An organization wants to ensure that a received email genuinely came from the claimed sender and has not been altered. Which cryptographic mechanism provides both authentication and integrity?
Digital signatures use the sender's private key, providing authentication and integrity.
Why this answer
A digital signature uses the sender's private key to sign the message, and the recipient verifies it with the sender's public key. This process provides authentication (proving the sender's identity) and integrity (detecting any alteration) because any change to the message invalidates the signature.

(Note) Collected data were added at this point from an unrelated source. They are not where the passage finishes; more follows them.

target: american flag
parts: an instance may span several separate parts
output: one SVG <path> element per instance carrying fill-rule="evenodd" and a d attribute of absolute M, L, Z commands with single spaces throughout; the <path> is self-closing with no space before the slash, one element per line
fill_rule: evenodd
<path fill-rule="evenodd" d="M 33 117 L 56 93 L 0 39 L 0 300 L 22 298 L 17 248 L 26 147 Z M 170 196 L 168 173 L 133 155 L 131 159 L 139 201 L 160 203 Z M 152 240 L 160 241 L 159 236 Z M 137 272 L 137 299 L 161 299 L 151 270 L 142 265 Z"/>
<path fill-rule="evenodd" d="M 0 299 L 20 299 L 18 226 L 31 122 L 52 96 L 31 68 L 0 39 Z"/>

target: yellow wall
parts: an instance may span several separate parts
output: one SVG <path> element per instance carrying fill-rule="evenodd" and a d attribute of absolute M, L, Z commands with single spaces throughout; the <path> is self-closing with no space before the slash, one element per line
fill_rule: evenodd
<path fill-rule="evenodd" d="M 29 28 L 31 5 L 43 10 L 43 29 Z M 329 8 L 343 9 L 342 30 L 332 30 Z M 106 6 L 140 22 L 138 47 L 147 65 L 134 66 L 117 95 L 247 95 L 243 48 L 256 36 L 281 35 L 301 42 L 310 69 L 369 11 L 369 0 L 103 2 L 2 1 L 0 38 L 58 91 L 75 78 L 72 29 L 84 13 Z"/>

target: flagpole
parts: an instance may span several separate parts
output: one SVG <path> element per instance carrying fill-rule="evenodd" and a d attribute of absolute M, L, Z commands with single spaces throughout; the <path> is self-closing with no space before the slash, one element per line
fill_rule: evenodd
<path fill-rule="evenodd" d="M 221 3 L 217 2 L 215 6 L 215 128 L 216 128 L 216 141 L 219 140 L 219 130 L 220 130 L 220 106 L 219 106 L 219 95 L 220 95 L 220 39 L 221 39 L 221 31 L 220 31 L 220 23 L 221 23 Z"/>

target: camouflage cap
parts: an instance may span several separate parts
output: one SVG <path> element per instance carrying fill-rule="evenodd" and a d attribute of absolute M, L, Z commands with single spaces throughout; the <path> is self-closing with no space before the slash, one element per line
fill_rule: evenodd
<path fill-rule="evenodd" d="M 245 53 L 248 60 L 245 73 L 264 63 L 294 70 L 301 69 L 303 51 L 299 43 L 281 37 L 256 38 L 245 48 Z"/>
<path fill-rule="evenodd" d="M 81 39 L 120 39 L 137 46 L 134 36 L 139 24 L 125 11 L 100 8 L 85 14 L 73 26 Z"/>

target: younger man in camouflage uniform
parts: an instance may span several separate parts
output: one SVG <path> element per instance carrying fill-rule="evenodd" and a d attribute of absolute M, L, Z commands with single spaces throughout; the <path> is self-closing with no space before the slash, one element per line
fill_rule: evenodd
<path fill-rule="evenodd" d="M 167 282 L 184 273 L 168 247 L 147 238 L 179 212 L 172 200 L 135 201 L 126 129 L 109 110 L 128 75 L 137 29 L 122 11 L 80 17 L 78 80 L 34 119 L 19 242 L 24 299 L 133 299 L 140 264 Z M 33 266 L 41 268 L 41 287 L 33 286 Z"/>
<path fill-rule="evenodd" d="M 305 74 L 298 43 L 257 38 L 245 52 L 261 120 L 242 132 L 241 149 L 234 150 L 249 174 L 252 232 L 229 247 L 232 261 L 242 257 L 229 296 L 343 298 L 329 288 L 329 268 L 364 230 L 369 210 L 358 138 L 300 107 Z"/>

Hash functions alone provide integrity but not authentication, while PKI is the infrastructure that supports digital signatures but is not the mechanism itself.
Exam trap
Cisco often tests the distinction between a mechanism (digital signature) and the supporting infrastructure (PKI), leading candidates to mistakenly select PKI because they associate it with certificates and authentication.
How to eliminate wrong answers
Option B is wrong because a hash function provides integrity by producing a fixed-size digest, but it does not authenticate the sender; an attacker can replace both the message and its hash. Option C is wrong because PKI is a framework of policies, roles, and certificates that enables digital signatures and encryption, but it is not a cryptographic mechanism that directly provides both authentication and integrity. Option D is wrong because symmetric encryption provides confidentiality (secrecy) but does not inherently authenticate the sender or ensure integrity; an attacker with the shared key could modify the ciphertext.